Many things in Uganda are dirty or falling apart, but this isn’t due to laziness or other negative character flaws; it’s because people don’t have the choice to always be optimistic or worry about cleanliness, or even their own children. Instead, they have to choose to survive. It’s hard for us to imagine the daily struggles that are their reality.

It is beyond heartbreaking to hear about parents taking food out of their child’s mouth so they can eat more. Since children’s physical needs are rarely provided for, their psychological development, critical thinking, self-motivation and even comprehending the difference between right and wrong are impacted.

The beautiful people I got to interact with are suffering, and I only hope I will be reunited with them to bring more sustainable hope into their lives at some point in the future. I tried to give a lot of myself away while I was there, but I could never give them as much as I received.
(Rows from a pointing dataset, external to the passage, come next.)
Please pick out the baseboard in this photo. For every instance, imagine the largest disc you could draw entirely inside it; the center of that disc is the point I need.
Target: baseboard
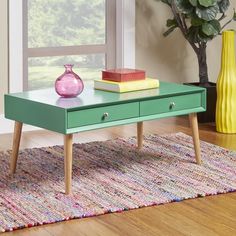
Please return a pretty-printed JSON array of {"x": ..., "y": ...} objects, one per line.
[{"x": 7, "y": 126}]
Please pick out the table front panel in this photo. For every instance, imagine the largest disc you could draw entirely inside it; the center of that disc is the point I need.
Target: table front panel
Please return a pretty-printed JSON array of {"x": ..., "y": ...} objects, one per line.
[
  {"x": 170, "y": 104},
  {"x": 101, "y": 115}
]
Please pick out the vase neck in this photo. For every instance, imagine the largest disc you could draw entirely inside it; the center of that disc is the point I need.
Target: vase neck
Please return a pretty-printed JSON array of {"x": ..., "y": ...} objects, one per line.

If this trip had gone anywhere close to how I envisioned it, I would have been denied the bubbling wonder that I found in the glittering African rain, the beaming smiles of orphans and the red dirt that supported every step I had the privilege to take. Anything I could have imagined would have fallen ridiculously short of the experience I got to have and the life I got to live while I was in Uganda, and now I can only hope that, if I dream big enough, I’ll get to live it again.